Under the Dome

Dome: McCrory, Berger vow follow-up on UNC report

December 22, 2012 

At his news conference Thursday, Gov.-elect Pat McCrory was asked about his reaction to the UNC academic scandal involving no-show classes. The conference was going on just about the same time former Gov. Jim Martin’s report on the situation was being presented to university trustees and a special panel of the UNC Board of Governors.

The governor-elect said he would hold off comment until he had read the report. On Friday, McCrory said he read it and found the results “troubling.”

“It’s not just academic fraud but fraud against the public,” McCrory said in a comment posted on Twitter. “It can’t be tolerated.” He added in a second tweet: “We must ensure future administrations & their boards are held accountable & students are getting a sound education why protecting NC tax $.”

Also Friday, Senate President Pro Tem Phil Berger said the Senate would be following up on the controversy.

His office released this statement:

“Gov. Martin’s report raises a number of unanswered questions and reveals a significant and long standing failure at UNC-Chapel Hill to protect its integrity and academic reputation. The people of North Carolina have a long history and proud tradition of support for our public university system. However, erosion of high quality standards and lapses in oversight will, over time, result in an attrition of public support. The North Carolina Senate will exercise its appropriate oversight responsibilities in light of these events and this report.”

2 takes on Art Pope surprise

McCrory on Thursday announced six new hires, but all anyone wanted to talk about was his choice of conservative gold-mine Art Pope as his chief budget writer. Here’s how the pair of Talking About Politics bloggers Gary Pearce and Carter Wrenn saw it from their vantage points as longtime N.C. politicos:

Pearce: “Art Pope is both a good target for Democrats and a good choice for Governor-elect McCrory. Democrats get to skewer him as a rich, right-wing puppet master who will pull McCrory’s strings while running and ruining North Carolina.

“McCrory gets three things: Pope knows the budget in and out. He knows how Raleigh works. And Republican legislators know that he has taken out apostates before, so they’ll be less likely to defy the Governor.

“Democrats, of course, decry what Pope’s role will mean for the state. But elections have consequences, and one is that the Governor gets to pick the people he wants to push his agenda.

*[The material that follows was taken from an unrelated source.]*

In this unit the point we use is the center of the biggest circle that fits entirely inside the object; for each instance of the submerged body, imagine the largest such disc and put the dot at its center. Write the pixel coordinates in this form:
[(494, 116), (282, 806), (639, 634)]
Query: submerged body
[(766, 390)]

“One question remains. Pope says he will sever all ties with his vast right-wing conspiracy, but he didn’t say whether he, his family and their foundations will keep funding it. It doesn’t matter that he’s off the boards but still controls the cash.”

Wrenn: “Pat McCrory called reporters down to the Albemarle building for a press conference and said two words and near about gave liberals from Murphy to Manteo apoplexy.

“He said, Art Pope.

“And five minutes later ole Chris Fitzsimmons was howling on Twitter, The Pope Administration begins ... and about an hour later the Democratic Party ‘Tweeted,’ claiming Pat McCrory appointing Art Pope Budget Director was pure ‘pay to play.’

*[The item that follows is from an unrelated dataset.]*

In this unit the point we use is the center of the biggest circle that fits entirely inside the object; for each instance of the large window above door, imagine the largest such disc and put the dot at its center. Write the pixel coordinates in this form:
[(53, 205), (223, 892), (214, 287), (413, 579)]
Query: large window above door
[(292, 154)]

“Now there’s no doubt Art Pope is serious about Republican politics, but he’s also unfailingly polite and, more to the point, when it comes to ‘pay to play’ he may be the most innocent man in North Carolina.

“After all, can anyone name one single government subsidy, one appropriation, or one government contract Art Pope’s ever sought? He’s even serving as Budget Director for free. So how on earth can the Democrats howl his appointment is ‘pay to play?’

“The real reason the Democrats are having apoplexy isn’t that they’d developed a sudden abhorrence to ‘pay to play’ politics – it’s that Art Pope is dead serious about cutting government spending.”

10 most influential voices

Campaigns & Elections, a trade magazine for politicos, named the top “political influencers” in its latest edition. Ten from each state made it to the list.

Five Republicans and five Democrats, a mix of North Carolina lobbyists and campaign consultants, got the nod.

The five Republicans: John Davis of John Davis Consulting; Tom Fetzer, lobbyist and former Raleigh mayor and state GOP chairman; lobbyist Dana Simpson; the aforementioned Wrenn, who works as a consultant;; and political consultant Chris Sinclair. Davis is actually unaffiliated.

The five Democrats: Political consultant Brad Crone; consultant Mike Davis, strategist Scott Falmlen, a former state Democratic Party executive director; lobbyist Bruce Thompson, and Andrew Whalen, consultant for the Blue Dog Coalition and a former state Democratic Party executive director.